23.8.23 Edit: Thank you so much to everyone who helped out! I'm in the clear with regards to my rent! I still need some help in order to furnish my apartment (we're gonna see how long I can sleep on an air mattress, but it's not the best). Anything would be appreciated. Again thanking everyone so much for sharing this post and giving what they could. It means the world to me.
(18.8.23) Edit: Unfortunately I still need help. They do want the full payment and have emailed me to remind me of my outstanding charges. Please give anything you can! Sharing this would also help a lot.
EDIT: Thank you so much to everyone! I was able to pay off half and I'll be talking to the management company about the rest.

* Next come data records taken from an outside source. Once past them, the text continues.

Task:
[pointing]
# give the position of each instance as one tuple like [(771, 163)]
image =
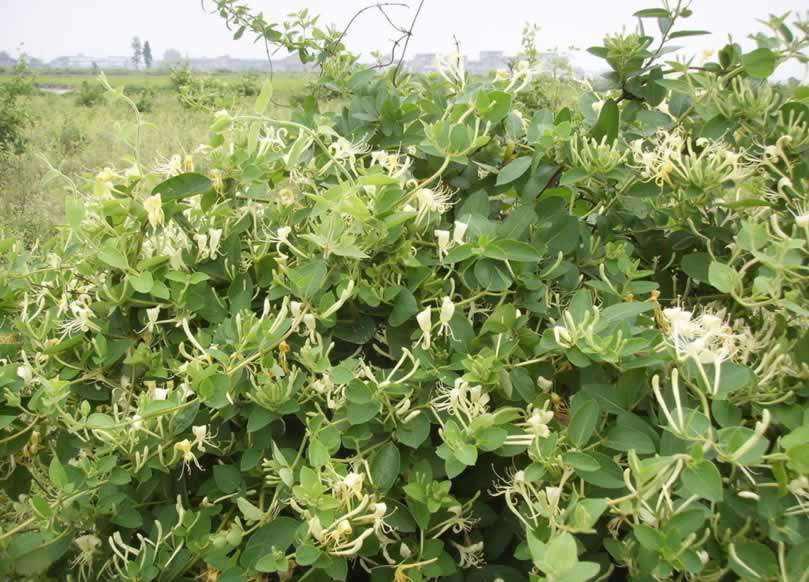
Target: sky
[(51, 28)]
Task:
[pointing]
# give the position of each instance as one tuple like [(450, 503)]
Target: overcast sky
[(52, 28)]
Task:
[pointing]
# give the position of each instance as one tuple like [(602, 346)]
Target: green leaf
[(57, 474), (753, 560), (279, 534), (385, 467), (404, 307), (513, 250), (493, 106), (414, 432), (142, 283), (722, 277), (560, 554), (263, 99), (250, 512), (110, 254), (703, 479), (685, 33), (584, 417), (309, 278), (581, 461), (652, 13), (182, 186), (759, 63), (625, 438), (227, 477), (513, 170), (607, 124)]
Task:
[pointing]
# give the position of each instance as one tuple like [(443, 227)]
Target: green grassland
[(282, 82), (79, 141)]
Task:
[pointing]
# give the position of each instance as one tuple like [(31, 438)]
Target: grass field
[(282, 82), (79, 141)]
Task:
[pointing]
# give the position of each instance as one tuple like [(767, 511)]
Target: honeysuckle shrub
[(430, 335)]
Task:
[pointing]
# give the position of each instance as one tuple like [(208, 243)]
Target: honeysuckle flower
[(104, 182), (152, 315), (463, 401), (88, 545), (452, 68), (315, 528), (705, 339), (544, 384), (170, 167), (537, 423), (159, 393), (185, 448), (201, 437), (154, 209), (286, 196), (442, 240), (82, 317), (344, 149), (282, 234), (214, 237), (458, 232), (801, 214), (425, 321), (470, 556), (445, 315), (272, 139), (25, 373), (431, 201), (349, 488)]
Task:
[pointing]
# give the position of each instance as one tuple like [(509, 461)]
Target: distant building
[(85, 62), (423, 63), (488, 61), (6, 61)]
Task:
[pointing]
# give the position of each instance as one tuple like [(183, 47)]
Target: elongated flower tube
[(425, 321)]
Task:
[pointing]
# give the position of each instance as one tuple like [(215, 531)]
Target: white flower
[(445, 316), (151, 318), (425, 321), (442, 239), (705, 339), (154, 210), (171, 167), (200, 436), (470, 556), (430, 201), (310, 323), (282, 234), (87, 543), (537, 423), (459, 232), (214, 236), (25, 373), (461, 400), (447, 310), (88, 546), (184, 447)]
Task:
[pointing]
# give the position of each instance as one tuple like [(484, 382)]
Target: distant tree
[(137, 52), (172, 56), (147, 55)]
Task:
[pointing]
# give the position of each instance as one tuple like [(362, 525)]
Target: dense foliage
[(207, 93), (14, 114), (435, 333)]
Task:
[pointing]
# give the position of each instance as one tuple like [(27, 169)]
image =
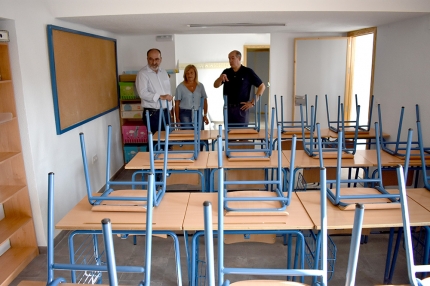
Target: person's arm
[(205, 111), (259, 93)]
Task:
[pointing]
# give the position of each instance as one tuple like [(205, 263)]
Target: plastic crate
[(127, 90), (131, 150), (134, 133), (310, 249)]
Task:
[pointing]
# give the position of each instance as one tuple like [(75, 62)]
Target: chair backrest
[(97, 269), (278, 181), (254, 120), (412, 268), (108, 194), (375, 181), (340, 123)]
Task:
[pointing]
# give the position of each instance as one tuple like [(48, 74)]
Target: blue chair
[(96, 269), (256, 149), (413, 269), (294, 126), (376, 192), (110, 197), (329, 148), (398, 146), (348, 125), (277, 197)]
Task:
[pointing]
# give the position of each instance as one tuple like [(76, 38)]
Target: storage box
[(131, 150), (131, 107), (127, 90), (134, 133), (132, 114)]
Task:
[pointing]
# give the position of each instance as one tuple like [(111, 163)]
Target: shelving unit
[(16, 228)]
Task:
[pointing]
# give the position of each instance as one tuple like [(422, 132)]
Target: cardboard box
[(127, 90), (132, 114), (131, 107), (127, 77), (131, 150)]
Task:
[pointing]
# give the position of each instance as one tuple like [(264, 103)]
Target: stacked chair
[(93, 272), (112, 199), (383, 198), (319, 274)]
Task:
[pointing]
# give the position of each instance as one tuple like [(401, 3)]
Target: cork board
[(83, 76)]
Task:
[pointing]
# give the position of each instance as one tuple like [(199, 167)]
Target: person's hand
[(205, 119), (223, 77), (246, 105), (167, 97)]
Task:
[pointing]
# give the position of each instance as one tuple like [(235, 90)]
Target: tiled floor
[(370, 269)]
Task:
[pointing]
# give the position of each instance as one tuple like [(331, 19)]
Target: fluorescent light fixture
[(237, 25)]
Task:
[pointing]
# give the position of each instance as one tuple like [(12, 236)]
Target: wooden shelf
[(17, 226), (14, 261), (6, 192)]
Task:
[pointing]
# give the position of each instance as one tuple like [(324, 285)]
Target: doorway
[(257, 57)]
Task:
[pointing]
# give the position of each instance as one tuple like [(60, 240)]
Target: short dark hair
[(153, 49)]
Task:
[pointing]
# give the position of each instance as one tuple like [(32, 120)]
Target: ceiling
[(302, 21)]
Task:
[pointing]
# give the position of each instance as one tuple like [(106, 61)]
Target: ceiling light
[(236, 25)]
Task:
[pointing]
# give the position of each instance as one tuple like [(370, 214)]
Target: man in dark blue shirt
[(238, 81)]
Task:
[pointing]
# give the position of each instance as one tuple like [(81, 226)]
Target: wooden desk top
[(240, 136), (361, 135), (204, 135), (141, 162), (421, 196), (344, 219), (169, 215), (297, 218), (303, 160), (271, 163)]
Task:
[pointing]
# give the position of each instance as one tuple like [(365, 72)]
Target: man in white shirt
[(153, 83)]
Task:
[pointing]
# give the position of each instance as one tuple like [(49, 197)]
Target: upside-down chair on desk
[(92, 272), (329, 148), (294, 126), (373, 197), (413, 269), (319, 274), (132, 199), (275, 201)]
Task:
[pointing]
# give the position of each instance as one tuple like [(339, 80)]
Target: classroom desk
[(261, 135), (338, 219), (194, 221), (271, 163), (167, 218), (141, 162), (205, 135)]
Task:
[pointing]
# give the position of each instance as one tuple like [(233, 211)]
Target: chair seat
[(265, 283)]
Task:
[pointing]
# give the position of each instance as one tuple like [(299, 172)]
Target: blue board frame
[(54, 84)]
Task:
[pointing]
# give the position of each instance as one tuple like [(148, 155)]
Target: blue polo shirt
[(239, 84)]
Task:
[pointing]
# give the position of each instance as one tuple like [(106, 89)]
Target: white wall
[(402, 74), (212, 48), (282, 67)]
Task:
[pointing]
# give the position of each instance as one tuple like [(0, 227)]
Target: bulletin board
[(83, 76)]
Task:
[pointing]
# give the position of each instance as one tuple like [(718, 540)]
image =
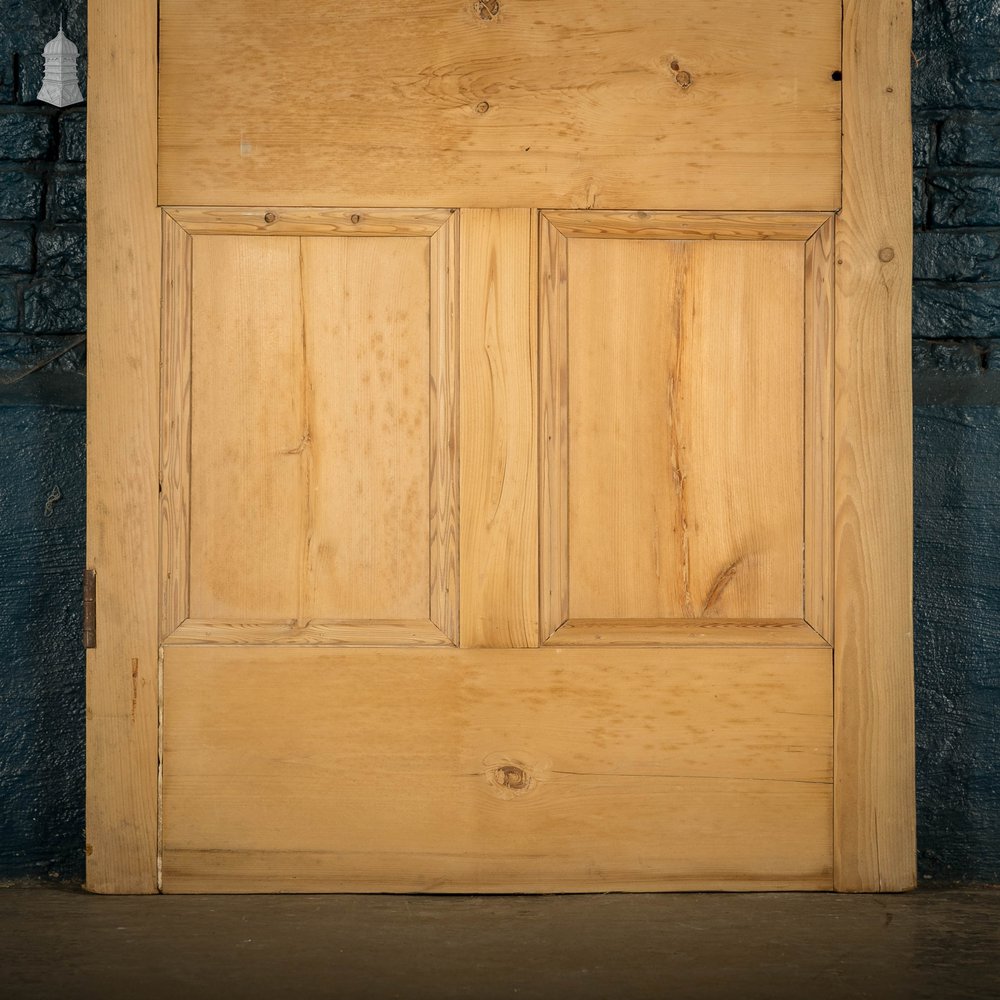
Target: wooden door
[(508, 488)]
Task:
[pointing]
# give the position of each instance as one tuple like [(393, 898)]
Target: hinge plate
[(89, 609)]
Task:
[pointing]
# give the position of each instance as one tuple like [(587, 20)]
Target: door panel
[(485, 770), (318, 492), (679, 492), (637, 103)]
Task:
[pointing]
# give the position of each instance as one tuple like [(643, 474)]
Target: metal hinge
[(89, 609)]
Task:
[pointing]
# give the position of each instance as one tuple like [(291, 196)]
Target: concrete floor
[(934, 944)]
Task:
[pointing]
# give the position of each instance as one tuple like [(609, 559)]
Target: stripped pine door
[(502, 480)]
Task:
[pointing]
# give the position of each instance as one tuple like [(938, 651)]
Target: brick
[(965, 200), (73, 136), (20, 195), (18, 351), (944, 255), (8, 305), (922, 143), (947, 312), (974, 142), (55, 306), (25, 136), (68, 198), (62, 250), (16, 248), (954, 357), (971, 21), (946, 77), (919, 201)]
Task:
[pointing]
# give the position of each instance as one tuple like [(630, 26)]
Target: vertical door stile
[(499, 484)]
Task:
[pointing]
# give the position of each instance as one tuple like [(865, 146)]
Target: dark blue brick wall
[(42, 449), (42, 187), (956, 328), (956, 204)]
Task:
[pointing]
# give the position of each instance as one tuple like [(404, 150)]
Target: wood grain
[(257, 221), (691, 104), (820, 333), (123, 231), (317, 632), (499, 532), (875, 822), (596, 225), (553, 403), (687, 632), (175, 428), (444, 428), (685, 415), (485, 770), (340, 382)]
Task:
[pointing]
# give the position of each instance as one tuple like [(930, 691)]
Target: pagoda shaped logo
[(60, 86)]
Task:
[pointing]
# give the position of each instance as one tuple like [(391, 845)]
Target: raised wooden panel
[(716, 104), (677, 407), (483, 770), (309, 432)]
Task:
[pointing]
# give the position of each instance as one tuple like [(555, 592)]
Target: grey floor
[(63, 943)]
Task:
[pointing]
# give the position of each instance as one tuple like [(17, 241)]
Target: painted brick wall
[(956, 352), (956, 102), (42, 499), (42, 194)]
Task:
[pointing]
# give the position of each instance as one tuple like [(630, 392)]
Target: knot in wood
[(511, 776)]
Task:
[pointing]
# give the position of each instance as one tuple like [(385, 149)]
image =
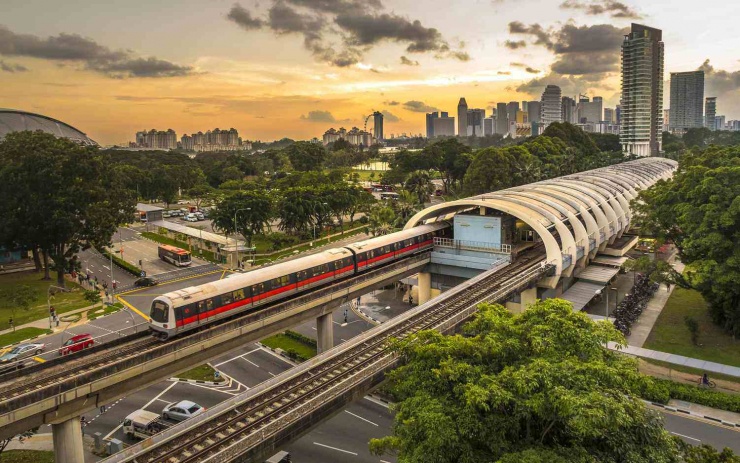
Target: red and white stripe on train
[(183, 310)]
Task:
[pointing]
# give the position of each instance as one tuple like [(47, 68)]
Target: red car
[(76, 344)]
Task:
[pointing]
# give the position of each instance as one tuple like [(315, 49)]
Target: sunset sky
[(294, 68)]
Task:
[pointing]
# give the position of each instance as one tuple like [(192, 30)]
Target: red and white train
[(186, 309)]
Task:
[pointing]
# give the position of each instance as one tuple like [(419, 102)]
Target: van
[(142, 424)]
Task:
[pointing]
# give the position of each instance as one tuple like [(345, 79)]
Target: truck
[(142, 424)]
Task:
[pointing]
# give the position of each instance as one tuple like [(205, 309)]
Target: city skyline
[(229, 65)]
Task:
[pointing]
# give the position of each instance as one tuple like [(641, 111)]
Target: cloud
[(243, 18), (96, 57), (390, 117), (12, 67), (611, 7), (515, 44), (340, 32), (418, 107), (319, 116), (408, 62)]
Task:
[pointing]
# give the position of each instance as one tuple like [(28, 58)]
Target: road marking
[(234, 358), (124, 302), (107, 436), (363, 419), (685, 436), (334, 448)]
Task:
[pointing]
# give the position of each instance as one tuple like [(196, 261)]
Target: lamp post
[(236, 243)]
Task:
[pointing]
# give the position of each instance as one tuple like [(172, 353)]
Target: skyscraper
[(551, 106), (462, 118), (502, 123), (687, 98), (710, 112), (430, 123), (378, 126), (642, 91)]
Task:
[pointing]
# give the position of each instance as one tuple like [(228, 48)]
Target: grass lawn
[(92, 314), (200, 373), (671, 335), (62, 302), (19, 335), (27, 456), (281, 341)]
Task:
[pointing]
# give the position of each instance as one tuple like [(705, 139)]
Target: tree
[(19, 297), (538, 386), (420, 184), (246, 212), (60, 196), (698, 209), (306, 156)]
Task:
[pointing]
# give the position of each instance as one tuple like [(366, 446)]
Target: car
[(143, 282), (76, 343), (182, 410), (21, 352)]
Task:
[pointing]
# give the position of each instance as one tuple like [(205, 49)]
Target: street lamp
[(236, 243)]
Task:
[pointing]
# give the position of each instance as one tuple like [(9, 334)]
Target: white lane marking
[(363, 419), (107, 436), (234, 358), (685, 436), (334, 448)]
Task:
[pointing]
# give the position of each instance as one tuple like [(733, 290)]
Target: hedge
[(662, 390)]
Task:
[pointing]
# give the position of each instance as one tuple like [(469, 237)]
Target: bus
[(173, 255)]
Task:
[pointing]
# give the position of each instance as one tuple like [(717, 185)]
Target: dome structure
[(12, 120)]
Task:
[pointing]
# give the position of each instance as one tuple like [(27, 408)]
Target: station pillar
[(67, 437), (528, 297), (425, 287), (325, 332)]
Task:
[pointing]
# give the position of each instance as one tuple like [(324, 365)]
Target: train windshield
[(159, 311)]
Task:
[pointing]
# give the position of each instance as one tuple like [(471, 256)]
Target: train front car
[(162, 323), (383, 249)]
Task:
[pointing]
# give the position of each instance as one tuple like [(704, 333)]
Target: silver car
[(182, 410)]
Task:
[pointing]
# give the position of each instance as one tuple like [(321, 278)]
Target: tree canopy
[(538, 386), (698, 209)]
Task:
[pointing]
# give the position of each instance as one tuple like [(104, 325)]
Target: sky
[(295, 68)]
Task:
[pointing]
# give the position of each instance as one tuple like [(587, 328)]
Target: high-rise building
[(430, 123), (609, 116), (502, 123), (534, 110), (475, 122), (687, 99), (551, 106), (642, 91), (568, 110), (462, 118), (378, 126), (710, 111), (444, 126)]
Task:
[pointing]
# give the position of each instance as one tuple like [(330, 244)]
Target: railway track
[(207, 441)]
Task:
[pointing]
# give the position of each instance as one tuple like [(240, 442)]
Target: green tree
[(698, 210), (251, 209), (419, 182), (59, 196), (18, 297), (537, 386), (306, 156)]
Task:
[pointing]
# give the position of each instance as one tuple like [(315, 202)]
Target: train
[(184, 310)]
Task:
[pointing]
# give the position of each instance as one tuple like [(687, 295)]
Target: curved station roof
[(575, 214), (12, 120)]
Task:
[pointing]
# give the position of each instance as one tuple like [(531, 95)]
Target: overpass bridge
[(573, 216)]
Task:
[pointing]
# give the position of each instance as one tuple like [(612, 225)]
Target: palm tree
[(419, 183)]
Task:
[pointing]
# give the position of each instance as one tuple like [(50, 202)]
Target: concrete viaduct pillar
[(324, 332), (67, 437), (425, 287)]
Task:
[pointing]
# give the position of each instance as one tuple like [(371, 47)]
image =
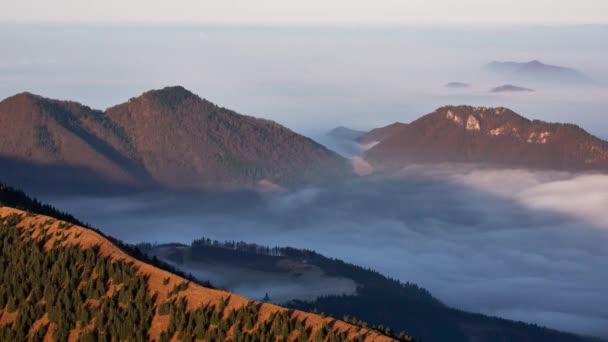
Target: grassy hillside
[(65, 282), (382, 302)]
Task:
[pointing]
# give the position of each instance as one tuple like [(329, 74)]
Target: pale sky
[(327, 12)]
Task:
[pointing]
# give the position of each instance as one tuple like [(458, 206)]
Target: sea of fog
[(519, 244), (309, 78)]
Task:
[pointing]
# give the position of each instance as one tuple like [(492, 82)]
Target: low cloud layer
[(513, 243)]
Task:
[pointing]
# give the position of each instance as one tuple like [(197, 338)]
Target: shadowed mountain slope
[(66, 282), (168, 138), (493, 136)]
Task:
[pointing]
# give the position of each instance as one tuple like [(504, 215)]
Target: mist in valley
[(518, 244), (309, 78)]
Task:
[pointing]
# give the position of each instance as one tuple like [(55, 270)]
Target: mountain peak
[(536, 63), (490, 136), (170, 96)]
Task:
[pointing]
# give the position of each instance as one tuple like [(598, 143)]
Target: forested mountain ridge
[(168, 138), (63, 281), (386, 304), (495, 136)]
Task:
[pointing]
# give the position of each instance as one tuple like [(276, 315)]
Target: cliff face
[(490, 135)]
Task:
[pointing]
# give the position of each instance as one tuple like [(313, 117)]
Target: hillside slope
[(66, 282), (490, 135), (168, 138)]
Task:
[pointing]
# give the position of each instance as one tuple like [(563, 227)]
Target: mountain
[(509, 88), (496, 136), (457, 85), (537, 71), (62, 281), (377, 299), (345, 133), (168, 138)]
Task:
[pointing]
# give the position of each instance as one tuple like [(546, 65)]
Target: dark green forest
[(385, 304), (70, 288)]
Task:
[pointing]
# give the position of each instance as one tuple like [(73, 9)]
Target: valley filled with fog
[(311, 78), (515, 243)]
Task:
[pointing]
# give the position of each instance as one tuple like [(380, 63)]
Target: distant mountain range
[(168, 138), (457, 85), (345, 133), (509, 88), (64, 282), (537, 71), (495, 136), (377, 300)]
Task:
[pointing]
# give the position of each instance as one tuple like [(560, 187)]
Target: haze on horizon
[(310, 79), (335, 12)]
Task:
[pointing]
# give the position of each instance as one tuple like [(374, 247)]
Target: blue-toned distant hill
[(537, 71)]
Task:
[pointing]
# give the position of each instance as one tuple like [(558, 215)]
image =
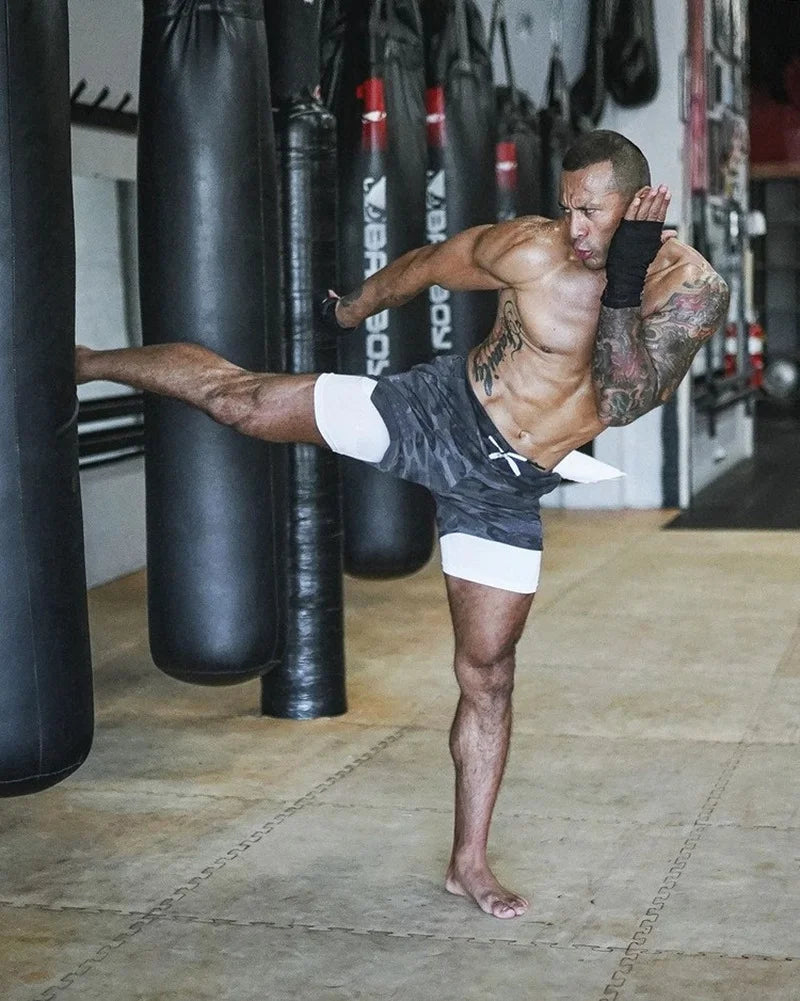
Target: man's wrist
[(633, 249)]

If you still want to help, because relocating countries and furnishing apartments and starting a PhD is so expensive, I would really appreciate it.
Thank you so much!!
Original Post:
I know some people put their identities and stuff in posts like these so I'm sorry if it comes off cringe but
ca$happ: $RCCRD
v€nmo: RCCRD
fuck, so, I'm moving from the Caribbean to the US to start my PhD and I'm so fortunate to be on assistantship but I don't and won't get a full paycheck until the the third week week of September, the first fortnight of work. But because I'm a new international student I need to be there almost an entire month before that, to set up and attend orientation etc. Things in America are so fucking expensive, especially when my local currency has a conversion rate of 7 to 1 USD. And there's so many hidden costs I feel like crying every day. My family is trying to help me but they really can't.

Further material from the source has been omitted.